You should also assure employees that they have the right to politely shut down any problematic situations, either by giving the person a gentle reminder about appropriate workplace topics or by going directly to HR to discuss the matter. Employees should always feel like they’re able to walk away from an uncomfortable conversation, even if the other person is senior to them in the workplace.
Here are some examples of phrases your employees can use to help steer any difficult conversations elsewhere:
- While I appreciate your point of view, I would really rather not talk about politics.

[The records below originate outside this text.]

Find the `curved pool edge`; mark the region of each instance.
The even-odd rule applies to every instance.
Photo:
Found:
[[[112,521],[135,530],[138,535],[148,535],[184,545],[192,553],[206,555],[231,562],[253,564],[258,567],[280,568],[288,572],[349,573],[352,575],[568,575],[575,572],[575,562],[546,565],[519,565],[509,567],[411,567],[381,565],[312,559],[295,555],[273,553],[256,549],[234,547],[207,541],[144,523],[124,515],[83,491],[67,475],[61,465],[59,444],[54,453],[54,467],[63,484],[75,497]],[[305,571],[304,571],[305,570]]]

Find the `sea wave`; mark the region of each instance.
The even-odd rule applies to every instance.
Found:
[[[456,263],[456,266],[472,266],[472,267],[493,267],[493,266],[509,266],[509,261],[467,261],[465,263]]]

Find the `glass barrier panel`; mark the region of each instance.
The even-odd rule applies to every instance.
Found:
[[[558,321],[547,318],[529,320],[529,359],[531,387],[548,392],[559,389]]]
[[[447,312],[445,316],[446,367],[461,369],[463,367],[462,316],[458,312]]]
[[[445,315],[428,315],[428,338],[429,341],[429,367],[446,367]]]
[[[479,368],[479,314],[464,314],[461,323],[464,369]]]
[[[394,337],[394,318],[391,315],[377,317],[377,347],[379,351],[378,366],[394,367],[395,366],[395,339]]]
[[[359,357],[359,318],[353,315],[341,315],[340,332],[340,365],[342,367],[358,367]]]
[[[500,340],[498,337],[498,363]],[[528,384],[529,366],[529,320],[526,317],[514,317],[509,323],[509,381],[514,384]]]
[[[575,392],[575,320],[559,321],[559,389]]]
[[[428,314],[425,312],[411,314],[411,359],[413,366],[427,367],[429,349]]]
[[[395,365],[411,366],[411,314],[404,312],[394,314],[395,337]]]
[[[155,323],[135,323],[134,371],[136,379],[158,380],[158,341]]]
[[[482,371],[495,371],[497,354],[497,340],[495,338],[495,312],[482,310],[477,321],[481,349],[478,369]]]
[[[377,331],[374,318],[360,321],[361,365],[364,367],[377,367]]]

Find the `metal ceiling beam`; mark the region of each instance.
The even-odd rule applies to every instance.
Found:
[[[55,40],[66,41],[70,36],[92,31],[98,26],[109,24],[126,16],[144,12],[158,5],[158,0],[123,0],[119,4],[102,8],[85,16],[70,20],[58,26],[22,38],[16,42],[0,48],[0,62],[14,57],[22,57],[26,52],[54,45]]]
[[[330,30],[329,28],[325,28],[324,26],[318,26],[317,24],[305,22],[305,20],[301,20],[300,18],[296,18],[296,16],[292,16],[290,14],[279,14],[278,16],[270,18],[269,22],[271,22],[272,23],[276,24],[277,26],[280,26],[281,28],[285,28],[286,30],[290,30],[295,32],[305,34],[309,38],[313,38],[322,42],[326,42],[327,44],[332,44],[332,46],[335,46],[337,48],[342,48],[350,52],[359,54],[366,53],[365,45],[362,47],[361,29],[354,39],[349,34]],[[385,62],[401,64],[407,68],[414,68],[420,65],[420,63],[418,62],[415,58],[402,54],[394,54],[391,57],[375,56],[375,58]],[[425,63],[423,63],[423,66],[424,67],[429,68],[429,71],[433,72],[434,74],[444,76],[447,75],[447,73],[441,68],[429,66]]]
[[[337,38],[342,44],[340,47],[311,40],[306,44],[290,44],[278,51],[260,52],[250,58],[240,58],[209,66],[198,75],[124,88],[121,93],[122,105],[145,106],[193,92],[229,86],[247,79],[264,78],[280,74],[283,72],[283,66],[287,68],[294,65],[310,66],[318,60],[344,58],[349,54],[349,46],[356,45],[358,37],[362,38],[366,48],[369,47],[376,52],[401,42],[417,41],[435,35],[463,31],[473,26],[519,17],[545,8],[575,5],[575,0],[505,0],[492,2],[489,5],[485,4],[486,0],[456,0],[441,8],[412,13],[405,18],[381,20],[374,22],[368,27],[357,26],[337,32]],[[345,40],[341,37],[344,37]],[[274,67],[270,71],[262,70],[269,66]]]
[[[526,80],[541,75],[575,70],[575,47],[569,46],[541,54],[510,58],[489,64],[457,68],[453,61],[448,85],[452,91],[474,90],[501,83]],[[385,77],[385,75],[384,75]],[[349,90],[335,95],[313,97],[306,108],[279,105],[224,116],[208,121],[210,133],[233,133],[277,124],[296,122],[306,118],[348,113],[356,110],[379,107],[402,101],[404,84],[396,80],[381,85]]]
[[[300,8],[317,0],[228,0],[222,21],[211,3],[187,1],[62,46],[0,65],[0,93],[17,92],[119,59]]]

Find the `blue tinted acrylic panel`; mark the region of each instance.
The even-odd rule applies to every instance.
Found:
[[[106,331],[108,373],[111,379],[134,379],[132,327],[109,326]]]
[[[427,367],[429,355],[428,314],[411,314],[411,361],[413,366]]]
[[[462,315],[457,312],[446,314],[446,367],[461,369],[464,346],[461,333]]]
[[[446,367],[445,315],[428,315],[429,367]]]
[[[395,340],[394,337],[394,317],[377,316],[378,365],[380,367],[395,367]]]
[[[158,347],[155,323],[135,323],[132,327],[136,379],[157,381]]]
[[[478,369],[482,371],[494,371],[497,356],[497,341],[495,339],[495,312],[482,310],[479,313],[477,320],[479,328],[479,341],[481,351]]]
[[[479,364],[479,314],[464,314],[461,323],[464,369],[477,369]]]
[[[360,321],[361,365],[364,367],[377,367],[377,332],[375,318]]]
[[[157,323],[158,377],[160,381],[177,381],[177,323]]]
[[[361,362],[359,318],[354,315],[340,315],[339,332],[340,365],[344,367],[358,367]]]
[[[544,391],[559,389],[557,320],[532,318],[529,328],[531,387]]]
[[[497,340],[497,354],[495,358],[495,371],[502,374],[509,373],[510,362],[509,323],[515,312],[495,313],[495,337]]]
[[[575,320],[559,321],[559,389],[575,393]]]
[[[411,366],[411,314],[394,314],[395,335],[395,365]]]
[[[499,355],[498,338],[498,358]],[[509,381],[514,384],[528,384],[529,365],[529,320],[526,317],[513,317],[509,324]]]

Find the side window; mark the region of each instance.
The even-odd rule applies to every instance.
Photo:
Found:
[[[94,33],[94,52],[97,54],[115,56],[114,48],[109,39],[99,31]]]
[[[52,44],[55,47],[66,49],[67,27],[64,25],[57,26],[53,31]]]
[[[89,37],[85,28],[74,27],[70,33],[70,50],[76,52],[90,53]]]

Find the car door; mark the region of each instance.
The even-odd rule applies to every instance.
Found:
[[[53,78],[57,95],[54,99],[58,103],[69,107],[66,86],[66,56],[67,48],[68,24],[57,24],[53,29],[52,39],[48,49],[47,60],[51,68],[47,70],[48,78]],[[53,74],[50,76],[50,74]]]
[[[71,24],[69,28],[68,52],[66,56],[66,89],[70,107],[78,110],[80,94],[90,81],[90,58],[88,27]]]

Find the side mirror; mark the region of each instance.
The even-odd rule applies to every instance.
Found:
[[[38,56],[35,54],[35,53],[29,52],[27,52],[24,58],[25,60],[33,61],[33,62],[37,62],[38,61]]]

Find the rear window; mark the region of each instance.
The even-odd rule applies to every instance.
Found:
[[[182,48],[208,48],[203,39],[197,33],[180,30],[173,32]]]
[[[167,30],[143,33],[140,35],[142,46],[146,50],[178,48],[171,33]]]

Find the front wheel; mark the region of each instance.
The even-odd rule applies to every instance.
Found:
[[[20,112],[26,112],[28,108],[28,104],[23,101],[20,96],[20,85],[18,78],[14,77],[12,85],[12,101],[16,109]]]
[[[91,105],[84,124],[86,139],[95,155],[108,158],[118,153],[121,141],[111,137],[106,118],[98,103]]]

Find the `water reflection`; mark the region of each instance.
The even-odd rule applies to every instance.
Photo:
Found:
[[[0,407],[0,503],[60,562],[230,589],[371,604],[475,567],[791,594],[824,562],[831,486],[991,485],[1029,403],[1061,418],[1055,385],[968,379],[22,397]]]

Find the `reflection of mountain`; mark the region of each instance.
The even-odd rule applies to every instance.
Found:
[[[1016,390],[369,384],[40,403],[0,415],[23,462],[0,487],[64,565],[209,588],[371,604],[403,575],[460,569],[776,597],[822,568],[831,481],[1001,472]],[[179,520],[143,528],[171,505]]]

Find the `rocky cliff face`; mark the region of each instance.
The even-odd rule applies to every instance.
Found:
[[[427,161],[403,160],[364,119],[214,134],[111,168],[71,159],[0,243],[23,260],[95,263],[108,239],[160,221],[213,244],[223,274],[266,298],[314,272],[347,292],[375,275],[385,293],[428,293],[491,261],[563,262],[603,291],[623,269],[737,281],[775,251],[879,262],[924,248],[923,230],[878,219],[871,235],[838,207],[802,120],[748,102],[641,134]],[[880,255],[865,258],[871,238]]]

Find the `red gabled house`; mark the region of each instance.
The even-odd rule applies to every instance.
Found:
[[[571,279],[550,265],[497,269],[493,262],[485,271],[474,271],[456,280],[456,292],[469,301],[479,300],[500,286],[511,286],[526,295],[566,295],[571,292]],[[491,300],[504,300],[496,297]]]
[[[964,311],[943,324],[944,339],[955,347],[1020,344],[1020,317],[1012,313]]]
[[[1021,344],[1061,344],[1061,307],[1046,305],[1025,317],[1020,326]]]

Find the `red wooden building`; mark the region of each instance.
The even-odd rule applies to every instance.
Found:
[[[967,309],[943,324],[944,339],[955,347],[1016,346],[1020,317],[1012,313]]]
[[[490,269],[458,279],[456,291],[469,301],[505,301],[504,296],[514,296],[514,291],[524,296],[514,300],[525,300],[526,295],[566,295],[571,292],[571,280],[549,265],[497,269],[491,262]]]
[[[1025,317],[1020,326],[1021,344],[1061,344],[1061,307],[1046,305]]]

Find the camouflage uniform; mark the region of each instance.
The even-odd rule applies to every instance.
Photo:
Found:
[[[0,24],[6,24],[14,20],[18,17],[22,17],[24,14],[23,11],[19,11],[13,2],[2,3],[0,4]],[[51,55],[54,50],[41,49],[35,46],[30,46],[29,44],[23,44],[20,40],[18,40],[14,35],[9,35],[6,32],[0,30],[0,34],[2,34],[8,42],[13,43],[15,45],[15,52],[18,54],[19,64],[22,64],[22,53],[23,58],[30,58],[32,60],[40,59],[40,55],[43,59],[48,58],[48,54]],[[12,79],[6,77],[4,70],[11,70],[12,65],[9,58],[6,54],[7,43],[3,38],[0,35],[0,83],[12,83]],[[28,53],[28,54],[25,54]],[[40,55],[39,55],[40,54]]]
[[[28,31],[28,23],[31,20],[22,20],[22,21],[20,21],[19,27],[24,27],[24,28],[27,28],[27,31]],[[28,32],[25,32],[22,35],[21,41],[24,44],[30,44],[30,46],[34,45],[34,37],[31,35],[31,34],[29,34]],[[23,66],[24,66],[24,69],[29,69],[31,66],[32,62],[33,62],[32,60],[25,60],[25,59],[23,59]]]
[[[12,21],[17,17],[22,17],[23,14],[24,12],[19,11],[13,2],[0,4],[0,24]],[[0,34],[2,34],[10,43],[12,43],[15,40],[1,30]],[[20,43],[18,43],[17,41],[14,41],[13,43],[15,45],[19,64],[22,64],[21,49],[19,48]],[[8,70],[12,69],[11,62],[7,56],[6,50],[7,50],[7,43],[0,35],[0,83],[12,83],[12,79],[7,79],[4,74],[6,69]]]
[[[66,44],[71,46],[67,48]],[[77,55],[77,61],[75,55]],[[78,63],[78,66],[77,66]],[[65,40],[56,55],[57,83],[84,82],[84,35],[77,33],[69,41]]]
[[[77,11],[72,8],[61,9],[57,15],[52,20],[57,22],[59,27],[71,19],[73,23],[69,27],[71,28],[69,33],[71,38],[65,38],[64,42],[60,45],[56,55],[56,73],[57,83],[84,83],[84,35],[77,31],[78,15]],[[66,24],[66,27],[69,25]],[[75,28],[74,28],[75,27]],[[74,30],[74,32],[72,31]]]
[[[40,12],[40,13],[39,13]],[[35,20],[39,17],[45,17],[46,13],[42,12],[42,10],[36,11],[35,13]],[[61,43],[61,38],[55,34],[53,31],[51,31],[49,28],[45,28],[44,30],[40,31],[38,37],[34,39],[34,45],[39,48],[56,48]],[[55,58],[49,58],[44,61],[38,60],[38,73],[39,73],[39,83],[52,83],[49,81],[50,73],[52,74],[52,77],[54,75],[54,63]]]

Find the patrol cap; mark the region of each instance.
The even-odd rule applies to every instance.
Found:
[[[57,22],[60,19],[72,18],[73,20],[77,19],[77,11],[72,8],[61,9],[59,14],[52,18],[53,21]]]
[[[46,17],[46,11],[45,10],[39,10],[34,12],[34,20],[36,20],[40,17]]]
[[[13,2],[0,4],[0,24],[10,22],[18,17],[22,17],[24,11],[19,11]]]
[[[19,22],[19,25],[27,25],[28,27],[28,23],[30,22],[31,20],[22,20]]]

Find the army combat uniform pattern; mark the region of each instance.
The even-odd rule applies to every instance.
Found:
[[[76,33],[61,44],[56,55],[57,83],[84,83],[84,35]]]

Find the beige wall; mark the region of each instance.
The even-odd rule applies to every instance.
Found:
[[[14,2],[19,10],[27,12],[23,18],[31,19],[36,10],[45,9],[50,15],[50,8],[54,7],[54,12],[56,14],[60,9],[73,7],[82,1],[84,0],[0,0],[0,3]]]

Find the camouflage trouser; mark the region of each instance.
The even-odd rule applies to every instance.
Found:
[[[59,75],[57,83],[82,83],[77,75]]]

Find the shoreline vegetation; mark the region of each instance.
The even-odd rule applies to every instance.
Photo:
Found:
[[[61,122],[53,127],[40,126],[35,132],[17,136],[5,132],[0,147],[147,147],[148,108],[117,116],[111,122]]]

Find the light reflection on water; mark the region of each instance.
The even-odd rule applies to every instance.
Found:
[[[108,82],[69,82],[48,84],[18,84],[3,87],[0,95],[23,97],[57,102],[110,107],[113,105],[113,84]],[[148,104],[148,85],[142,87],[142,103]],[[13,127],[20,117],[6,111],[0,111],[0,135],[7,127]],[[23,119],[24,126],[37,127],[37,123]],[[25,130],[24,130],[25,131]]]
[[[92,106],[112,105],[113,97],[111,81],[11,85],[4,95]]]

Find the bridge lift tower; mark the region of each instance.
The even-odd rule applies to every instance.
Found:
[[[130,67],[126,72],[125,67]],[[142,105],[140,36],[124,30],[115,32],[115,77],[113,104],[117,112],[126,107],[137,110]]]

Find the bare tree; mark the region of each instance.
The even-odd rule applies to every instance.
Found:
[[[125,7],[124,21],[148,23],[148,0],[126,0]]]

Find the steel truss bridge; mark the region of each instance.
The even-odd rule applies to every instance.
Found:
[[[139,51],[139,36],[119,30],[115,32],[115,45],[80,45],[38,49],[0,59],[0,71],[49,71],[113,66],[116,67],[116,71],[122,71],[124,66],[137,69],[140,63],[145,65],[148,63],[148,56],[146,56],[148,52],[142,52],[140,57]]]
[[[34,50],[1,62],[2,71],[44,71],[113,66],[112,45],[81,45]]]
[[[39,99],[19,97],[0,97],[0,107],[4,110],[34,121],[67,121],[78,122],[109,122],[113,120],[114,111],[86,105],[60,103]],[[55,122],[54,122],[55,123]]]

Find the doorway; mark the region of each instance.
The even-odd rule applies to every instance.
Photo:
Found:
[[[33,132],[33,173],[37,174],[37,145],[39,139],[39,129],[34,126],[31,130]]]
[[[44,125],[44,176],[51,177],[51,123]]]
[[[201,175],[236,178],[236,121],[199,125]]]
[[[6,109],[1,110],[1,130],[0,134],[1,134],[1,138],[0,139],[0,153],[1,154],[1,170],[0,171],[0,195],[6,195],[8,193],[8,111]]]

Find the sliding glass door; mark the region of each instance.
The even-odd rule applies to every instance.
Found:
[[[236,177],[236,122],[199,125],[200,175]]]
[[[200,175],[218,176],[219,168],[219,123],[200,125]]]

What shows have you been watching lately?
- It’s not that I don’t think this conversation is important, I just think we should refrain from discussing politics at work/right now.
- I would really rather not talk politics, but if I decide I want to, I’ll let you know.
As you can see, the employee doesn’t need to go into much detail or explain why they’re uncomfortable. Ask A Manager’s Alison Green advises that if the coworker is being particularly adamant and insisting that the conversation continue, that the other employee removes themselves from the situation, saying “I’ve told you I don’t want to have this discussion. Can we talk about something else, or should I move to a different area[?]”.
The bottom line is that if employees continue to treat each other with respect, they’ll be able to navigate any political conversations with ease.